На лице у Марты отразилось такое возмущение, какое ей только могли позволить вся жизнь, проведенная в театре, и час, затраченный на косметику,
— Почему ты так думаешь?
— Мария Стюарт была шести футов ростом, а почти все чересчур крупные женщины холодны в любви. Спроси любого врача.
Сказав это, Грант тут же подумал: почему раньше, за все годы их знакомства, с тех пор, как Марта впервые использовала его в качестве запасного спутника, ему не приходило в голову, что спокойное отношение актрисы к мужчинам связано с ее высоким ростом. Но Марта не провела параллелей — она продолжала думать о своем кумире.
— По крайней мере она была мученицей. Этого ты не можешь отрицать.
— За что же она приняла муки?
— За свою веру.
— Если ее что и мучило, так только ревматизм. Она вышла замуж за Дарнлея без благословения папы римского, а за Босуэла — вообще по протестантскому обряду.
— Теперь ты еще скажешь, что она и узницей никогда не была?
— Беда в том, что ты представляешь ее вечно заключенной в камеру в башне замка, с решетками на окнах и единственным старым верным слугой, с которым она вместе молилась. В действительности же у Марии Стюарт было шестьдесят человек собственной челяди. Она горько жаловалась, когда их число урезали до каких-то трех десятков, и чуть не лопнула от злости, когда ей оставили только пару секретарей, несколько служанок, вышивальщицу и одного или двух поваров. Кстати, Елизавете приходилось за все расплачиваться из собственного кошелька. Двадцать лет она исправно платила, и все эти двадцать лет Мария Стюарт торговала шотландской короной, предлагала ее любому бунтовщику, согласному посадить ее на потерянный трон, то есть на трон Елизаветы.
Грант взглянул на Марту и увидел, как та улыбается.

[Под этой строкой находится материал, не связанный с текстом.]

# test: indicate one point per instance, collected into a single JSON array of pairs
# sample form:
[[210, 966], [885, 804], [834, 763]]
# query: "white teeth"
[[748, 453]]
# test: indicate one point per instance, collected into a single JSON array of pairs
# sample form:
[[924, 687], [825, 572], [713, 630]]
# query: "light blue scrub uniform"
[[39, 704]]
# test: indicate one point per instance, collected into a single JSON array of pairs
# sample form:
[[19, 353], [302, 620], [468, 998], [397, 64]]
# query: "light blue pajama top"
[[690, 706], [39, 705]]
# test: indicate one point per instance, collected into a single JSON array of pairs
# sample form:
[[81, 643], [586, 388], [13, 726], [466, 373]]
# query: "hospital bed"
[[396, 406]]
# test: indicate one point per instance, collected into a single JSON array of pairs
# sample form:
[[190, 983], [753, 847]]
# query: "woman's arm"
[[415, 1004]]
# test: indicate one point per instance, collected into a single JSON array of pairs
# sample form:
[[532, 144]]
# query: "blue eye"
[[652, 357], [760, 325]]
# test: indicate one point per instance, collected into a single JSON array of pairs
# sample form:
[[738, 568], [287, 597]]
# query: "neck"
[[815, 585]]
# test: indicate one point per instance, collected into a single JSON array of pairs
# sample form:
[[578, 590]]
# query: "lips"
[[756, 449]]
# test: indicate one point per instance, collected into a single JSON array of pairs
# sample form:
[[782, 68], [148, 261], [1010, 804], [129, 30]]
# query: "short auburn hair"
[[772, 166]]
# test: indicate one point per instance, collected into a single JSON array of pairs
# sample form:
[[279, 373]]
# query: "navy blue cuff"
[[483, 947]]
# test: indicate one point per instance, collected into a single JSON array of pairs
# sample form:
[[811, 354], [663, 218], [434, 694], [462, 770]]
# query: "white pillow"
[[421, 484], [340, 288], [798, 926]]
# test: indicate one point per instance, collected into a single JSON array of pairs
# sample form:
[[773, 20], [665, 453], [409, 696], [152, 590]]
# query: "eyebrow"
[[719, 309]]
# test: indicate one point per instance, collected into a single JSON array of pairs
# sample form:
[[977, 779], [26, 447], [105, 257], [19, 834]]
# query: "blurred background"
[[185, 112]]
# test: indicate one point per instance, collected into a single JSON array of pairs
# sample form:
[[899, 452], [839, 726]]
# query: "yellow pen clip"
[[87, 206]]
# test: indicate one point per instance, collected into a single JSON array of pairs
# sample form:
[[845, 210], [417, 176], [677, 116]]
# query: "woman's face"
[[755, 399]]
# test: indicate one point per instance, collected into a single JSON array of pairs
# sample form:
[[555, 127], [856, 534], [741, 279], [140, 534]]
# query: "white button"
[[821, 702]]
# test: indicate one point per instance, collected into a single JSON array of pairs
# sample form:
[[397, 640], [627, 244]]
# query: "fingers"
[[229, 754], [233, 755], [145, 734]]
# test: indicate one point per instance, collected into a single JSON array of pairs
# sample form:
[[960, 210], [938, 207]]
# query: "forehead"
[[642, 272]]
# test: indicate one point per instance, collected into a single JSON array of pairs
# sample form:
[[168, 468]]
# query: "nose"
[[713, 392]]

— Ну как, проходит? — спросила она.
— Что проходит?
— Твой зуд.
Грант рассмеялся.
— Да. Целую минуту я чувствовал себя отлично. По крайней мере одно доброе дело за Марией Стюарт записать можно!
— Откуда ты так много знаешь о ней?
— В школе я писал о ней сочинение.
— Похоже, она тебе не слишком понравилась.
— Мне не понравилось то, что я узнал о ней.
— Значит, ты не понимаешь трагедии Марии Стюарт.